An unaffordable memory

How many of you remember Pick and Park/Pick Your Own from your childhood?  Who doesn’t recall eating more than you took home?  Well I suggest you hang on to those memories before they start fading.

It was a few years ago that I discovered our local Farm Shop.  I’ll allow myself to give them a name check – Calcott Farm Shop in Brentwood.  Over the last few years they seem to have been doing really well, enough to require, and be able to afford, extensions to the building and an increased product range.

For the last couple of years I’ve been recapturing my childhood by taking Hannah, and Ethan fruit picking at Calcott.  We’ve come home with delicious strawberries, the best raspberries in the world ever, gooseberries, blackcurrants and redcurrants.  Calcott call it Pick Your Own but the equivalent from my childhood was Pick and Park.  Pick and Park was literally just that in the seventies.  It’s grown gradually over the years and is now a massive development called Fermoys.  I’ve just checked their website and whilst there’s a mention of their Pick and Park beginnings there’s no mention of being able to pick your own fruit now.  I might know why.

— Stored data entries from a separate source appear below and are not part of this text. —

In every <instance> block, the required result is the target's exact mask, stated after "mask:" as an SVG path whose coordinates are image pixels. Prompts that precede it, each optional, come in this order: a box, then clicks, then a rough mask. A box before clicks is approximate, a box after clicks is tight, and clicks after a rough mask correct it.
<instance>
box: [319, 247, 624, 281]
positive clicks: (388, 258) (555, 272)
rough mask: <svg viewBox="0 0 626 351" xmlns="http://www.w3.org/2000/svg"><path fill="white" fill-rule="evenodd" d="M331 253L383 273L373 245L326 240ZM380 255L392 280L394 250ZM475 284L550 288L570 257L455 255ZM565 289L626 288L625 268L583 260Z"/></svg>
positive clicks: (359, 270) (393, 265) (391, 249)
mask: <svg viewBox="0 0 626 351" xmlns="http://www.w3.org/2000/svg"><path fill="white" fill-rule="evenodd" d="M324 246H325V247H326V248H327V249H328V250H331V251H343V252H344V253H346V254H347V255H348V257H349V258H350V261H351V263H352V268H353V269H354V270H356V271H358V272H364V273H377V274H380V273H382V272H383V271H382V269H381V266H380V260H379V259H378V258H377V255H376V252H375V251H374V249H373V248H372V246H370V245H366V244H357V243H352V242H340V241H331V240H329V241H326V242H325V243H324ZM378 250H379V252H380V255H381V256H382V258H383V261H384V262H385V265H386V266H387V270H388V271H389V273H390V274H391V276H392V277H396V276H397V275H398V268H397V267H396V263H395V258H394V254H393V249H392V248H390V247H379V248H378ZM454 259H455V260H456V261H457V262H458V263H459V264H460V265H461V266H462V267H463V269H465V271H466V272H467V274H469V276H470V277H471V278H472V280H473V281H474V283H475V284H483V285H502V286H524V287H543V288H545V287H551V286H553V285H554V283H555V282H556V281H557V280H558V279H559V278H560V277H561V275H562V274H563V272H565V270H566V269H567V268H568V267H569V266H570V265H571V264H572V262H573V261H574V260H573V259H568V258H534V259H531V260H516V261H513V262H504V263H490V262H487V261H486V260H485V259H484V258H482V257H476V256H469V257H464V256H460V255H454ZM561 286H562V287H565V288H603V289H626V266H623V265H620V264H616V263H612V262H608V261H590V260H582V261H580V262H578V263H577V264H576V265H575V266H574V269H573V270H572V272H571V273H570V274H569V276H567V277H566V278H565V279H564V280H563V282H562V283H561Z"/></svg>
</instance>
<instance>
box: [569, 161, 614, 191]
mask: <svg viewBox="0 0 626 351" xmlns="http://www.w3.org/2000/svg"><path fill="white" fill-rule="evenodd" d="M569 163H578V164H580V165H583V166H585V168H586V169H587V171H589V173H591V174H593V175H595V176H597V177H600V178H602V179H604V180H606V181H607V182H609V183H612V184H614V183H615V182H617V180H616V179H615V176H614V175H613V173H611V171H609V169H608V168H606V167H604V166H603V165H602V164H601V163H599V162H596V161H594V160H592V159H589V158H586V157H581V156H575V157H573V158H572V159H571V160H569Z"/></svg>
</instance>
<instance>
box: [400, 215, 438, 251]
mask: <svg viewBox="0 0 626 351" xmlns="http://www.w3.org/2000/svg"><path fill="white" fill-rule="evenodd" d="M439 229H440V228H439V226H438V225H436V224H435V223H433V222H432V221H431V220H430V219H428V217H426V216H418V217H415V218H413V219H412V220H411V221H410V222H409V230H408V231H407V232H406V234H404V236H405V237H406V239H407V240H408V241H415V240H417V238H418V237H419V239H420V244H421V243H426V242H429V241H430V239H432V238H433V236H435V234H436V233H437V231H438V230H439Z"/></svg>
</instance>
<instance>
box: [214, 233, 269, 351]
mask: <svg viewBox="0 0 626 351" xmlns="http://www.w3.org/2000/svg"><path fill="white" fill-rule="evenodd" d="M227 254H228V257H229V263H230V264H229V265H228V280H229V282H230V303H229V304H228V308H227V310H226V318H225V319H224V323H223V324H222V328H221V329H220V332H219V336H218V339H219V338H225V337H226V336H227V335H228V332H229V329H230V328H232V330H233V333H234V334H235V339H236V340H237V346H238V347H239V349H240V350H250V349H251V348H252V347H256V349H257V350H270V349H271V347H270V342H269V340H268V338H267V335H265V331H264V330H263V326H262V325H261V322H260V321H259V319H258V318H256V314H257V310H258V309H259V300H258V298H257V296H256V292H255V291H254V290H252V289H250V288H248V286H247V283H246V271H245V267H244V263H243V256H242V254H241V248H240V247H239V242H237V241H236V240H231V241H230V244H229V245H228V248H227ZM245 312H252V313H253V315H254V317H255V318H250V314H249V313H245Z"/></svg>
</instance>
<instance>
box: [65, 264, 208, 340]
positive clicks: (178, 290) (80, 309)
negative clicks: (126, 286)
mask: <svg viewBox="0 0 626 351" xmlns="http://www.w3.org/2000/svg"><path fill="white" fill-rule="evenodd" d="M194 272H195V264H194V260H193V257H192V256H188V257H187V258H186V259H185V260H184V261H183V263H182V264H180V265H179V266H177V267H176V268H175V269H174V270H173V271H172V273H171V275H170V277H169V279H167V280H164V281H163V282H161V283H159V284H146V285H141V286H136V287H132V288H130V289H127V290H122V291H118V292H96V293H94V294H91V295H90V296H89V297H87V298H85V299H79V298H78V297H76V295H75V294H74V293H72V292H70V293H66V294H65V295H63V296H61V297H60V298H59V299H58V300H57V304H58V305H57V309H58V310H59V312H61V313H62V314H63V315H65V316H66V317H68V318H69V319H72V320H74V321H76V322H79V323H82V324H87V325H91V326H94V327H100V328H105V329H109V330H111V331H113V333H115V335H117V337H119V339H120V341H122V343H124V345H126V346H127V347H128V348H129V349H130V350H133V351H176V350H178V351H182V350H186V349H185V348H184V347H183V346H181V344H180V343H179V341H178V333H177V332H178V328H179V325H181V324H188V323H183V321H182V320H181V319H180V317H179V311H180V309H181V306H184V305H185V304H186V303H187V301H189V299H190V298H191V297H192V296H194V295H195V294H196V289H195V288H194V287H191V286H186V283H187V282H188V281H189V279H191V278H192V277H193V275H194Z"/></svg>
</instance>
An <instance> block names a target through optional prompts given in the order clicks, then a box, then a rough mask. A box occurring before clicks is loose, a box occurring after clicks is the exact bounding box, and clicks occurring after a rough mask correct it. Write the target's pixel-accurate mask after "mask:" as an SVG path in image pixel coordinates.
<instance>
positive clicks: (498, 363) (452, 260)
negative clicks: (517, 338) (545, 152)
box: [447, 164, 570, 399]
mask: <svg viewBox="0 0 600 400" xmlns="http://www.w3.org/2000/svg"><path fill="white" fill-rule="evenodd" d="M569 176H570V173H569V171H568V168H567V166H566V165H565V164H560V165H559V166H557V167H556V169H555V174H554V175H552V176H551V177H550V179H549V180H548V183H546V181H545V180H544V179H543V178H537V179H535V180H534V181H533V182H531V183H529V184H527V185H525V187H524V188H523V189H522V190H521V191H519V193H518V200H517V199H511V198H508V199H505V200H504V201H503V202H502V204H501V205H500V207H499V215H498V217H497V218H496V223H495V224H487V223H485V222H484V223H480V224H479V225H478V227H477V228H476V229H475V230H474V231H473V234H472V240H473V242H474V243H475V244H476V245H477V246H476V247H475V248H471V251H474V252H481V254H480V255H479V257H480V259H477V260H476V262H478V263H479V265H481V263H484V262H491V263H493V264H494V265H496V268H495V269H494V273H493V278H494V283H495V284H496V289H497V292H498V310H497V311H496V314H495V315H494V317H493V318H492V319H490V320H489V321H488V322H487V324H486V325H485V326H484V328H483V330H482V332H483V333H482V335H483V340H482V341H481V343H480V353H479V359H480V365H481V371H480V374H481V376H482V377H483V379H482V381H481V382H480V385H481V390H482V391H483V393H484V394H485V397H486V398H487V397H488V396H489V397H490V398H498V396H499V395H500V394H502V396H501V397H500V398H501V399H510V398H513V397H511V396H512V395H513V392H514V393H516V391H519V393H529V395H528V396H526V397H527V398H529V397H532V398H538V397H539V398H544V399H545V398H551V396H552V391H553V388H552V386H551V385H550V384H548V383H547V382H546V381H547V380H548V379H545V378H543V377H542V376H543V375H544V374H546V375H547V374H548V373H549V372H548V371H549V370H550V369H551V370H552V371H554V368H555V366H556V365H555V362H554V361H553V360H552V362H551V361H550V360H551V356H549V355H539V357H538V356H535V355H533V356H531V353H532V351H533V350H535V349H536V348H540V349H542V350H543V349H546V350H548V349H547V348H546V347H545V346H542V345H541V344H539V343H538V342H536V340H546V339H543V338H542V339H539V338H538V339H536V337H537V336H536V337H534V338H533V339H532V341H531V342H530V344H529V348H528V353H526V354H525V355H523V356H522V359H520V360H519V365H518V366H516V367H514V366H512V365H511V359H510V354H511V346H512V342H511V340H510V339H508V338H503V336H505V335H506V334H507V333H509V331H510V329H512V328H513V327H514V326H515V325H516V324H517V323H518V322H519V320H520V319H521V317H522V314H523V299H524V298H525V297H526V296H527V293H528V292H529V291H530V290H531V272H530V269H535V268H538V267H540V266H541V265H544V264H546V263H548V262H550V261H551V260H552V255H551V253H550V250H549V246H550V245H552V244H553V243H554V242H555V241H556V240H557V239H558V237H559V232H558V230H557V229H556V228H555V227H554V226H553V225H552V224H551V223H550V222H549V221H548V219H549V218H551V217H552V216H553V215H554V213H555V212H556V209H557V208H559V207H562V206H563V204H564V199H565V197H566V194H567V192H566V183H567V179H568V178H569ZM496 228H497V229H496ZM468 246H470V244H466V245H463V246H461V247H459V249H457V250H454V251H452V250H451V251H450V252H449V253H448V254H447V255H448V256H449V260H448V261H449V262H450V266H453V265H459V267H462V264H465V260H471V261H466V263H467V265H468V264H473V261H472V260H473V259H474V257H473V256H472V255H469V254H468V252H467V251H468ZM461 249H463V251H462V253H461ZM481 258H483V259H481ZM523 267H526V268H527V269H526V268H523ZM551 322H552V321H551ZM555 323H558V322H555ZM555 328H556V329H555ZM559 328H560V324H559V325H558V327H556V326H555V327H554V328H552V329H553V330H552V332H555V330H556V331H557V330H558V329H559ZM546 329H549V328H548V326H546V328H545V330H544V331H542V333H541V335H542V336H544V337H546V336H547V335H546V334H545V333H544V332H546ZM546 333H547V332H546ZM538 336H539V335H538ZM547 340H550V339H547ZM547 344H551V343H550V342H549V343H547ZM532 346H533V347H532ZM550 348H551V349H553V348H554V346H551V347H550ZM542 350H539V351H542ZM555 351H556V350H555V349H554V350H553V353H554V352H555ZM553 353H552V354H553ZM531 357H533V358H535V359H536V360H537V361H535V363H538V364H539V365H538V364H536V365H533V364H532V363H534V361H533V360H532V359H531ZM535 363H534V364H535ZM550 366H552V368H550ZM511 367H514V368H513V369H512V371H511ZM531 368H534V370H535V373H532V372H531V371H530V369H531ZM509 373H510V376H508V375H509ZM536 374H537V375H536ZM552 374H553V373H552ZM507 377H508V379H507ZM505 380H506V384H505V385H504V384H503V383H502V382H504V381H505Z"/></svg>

I spoke to the staff at Calcott because, despite punnets galore in the shop, there were no strawberries being picked.  In fact picking anything wasn’t an option.

They’ve had to stop the general public picking their own fruit.  The reason given is a sad reflection on the nanny state in which we live.  Health and Safety seems to be the cause, or more precisely “People who can’t take responsibility for their own actions.”

If you pick fruit you may need to reach down low or stretch up high.  You are likely to be walking on uneven ground.    That’s what farms are like.  Calcott strawberry picking though was a breeze as over the last couple of years the plants were grown on beds at hip height.  It seems though that a few people have twisted ankles and claimed and complained.

Fear of insurance claims has prompted thoughts about paved walkways amongst the fruit but the cost is prohibitive.  In addition numbers of customers prepared to get their hands dirty, or at least stained with juice, have been declining.  All in all it just seemed too much like hard work for the owners, for the customers, for everyone.

1 comment:

The Ample Cook said...

Just what the hell is happening?

It's things like this that contribute to me being a grumply old woman.